Kjer-Nielson et al. (21) showed that riboflavin derivatives secreted by Salmonella including, 6-hydroxymethyl-8-d-ribityllumazine (rRL-6-CH2OH), 7-hydroxy-6-methyl-8-d-ribityllumazine (RL-6-Me-7-OH) and 6,7-dimethyl-8-d-ribityllumazine (RL-6,7-diMe) bind MR1 and activate T cells expressing the canonical MAIT cell TCR. Although all three molecules bound MR1 and activated MAIT cells, rRL-6-CH2OH was found to be the most potent suggesting the potential for multiple MAIT cell ligands. The same study showed that 6-formyl pterin (6-FP), derived from vitamin B9 or folic acid, also bound to MR1, but was unable to activate MAIT cells. The diversity of TCR usage described above in conjunction with the ability of MR1 to bind small molecule ligands suggests the possibility that additional ligands and antigens remain to be found.
In support of the hypothesis that MAIT cells recognized riboflavin metabolites, microbes proven to activate MAIT cells, including Mtb, have the genes required for riboflavin biosynthesis. In contrast, bacteria that are non-stimulatory to MAIT cells, such as Listeria monocytogenes and Enterococcus faecalis, lack this pathway (19, 20). More recently, Corbett et al. (59) showed that molecules in the riboflavin biosynthesis pathway directly upstream of RL-6,7-diME, namely 5-amino-6-D-ribitylaminouracil (5-A-RU), are necessary for the generation of MAIT cell antigens. Their data suggest that 5-A-RU can react spontaneously with other organic small molecules to produce new and distinct compounds that can bind MR1 and activate MAIT cells. These molecules, termed ‘neo-antigens’, include 5-(2-oxoethylideneamino)-6-D-ribitylaminouracil (5-OE-RU) and 5-(2-oxopropylideneamino)-6-D-ribitylaminouracil (5-OP-RU). These data suggest that in addition to previously defined riboflavin intermediates, molecules that are byproducts of the pathway may represent new antigens for MAIT cells. This is intriguing, as the riboflavin pathway and physiological byproducts hypothetically differ between microbes suggesting there may be microbe-specific antigens. This would support new evidence of MAIT TCR heterogeneity (40, 45, 58) and particularly the potential for unique TCR repertoires of MAIT cells that are specific to different microbial classes in human peripheral blood (44).

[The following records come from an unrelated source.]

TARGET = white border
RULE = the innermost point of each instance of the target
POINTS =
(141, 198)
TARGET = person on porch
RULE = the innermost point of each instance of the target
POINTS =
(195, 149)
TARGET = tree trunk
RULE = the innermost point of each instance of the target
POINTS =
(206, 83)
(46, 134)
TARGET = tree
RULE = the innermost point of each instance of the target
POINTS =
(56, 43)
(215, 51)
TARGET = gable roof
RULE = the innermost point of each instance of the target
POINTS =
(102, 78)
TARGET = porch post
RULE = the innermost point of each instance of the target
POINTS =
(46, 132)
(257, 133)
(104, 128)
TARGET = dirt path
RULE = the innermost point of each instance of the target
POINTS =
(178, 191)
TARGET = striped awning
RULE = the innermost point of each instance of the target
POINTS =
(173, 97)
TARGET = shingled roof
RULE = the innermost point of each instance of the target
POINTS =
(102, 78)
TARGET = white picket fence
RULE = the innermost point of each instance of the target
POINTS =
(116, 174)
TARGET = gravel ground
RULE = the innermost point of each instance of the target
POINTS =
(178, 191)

MR1-dependent antigen processing and presentation
The processing and presentation of protein antigens in the context of HLA-Ia, which has been extensively characterized, allows for the presentation of peptide antigens derived from the cytosol or phagocytic compartments (63, 64). Cytosolic proteins are degraded into peptides via the proteasome, and peptides translocated via the transporter associated with antigen processing and presentation (TAP) to the endoplasmic reticulum (ER), where they are loaded into HLA-Ia molecules. This carefully choreographed process is termed antigen processing and is facilitated by HLA-Ia chaperones at each stage. In brief, classical HLA-Ia molecules are stabilized by calnexin prior to association with β2m and with calreticulin prior to loading with peptide. After the peptide-loading complex (TAP, tapasin, calreticulin, and ERp57) facilitates the loading of HLA-Ia binding peptides, these loaded molecules then translocate to the cell surface.

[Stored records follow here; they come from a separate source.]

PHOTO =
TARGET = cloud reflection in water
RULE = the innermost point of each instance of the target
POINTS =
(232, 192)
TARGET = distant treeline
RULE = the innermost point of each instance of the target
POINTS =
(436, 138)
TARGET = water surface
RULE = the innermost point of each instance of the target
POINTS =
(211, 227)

While it is believed that all cytosolic proteins can gain access to the HLA-Ia processing pathway, those present in phagocytic and endosomal compartments can also be loaded onto HLA-Ia. Given the relatively low abundance of these proteins, it has been postulated that specialized mechanisms have been developed to sample particulate-associated proteins, such as those derived from Mtb that resides in a phagosome. Here, there is evidence to support direct sampling of the phagosomal environment, as well as sampling of proteins that are secreted into the cytosolic environment (63, 64).
Peptides derived from pathogens such as viruses and intracellular bacteria are not inherently distinct from those derived from the host. As a result, specificity in CD8+ T-cell recognition of pathogen-derived peptides rests in a TCR repertoire that has the capacity to respond to diverse peptidic ligands but selected to minimize self-reactivity. In contrast, the observation that MR1 can present non-peptidic, bacterially derived small molecules such as the ribityllumazines provides inherent selectivity in the presentation of bacterially derived compounds, but raises a number of questions regarding the processing and presentation of these small molecules. Given the potential abundance of these compounds in environments such as the intestine, it would seem that the loading of MR1 must be carefully regulated to avoid indiscriminant MAIT cell activation.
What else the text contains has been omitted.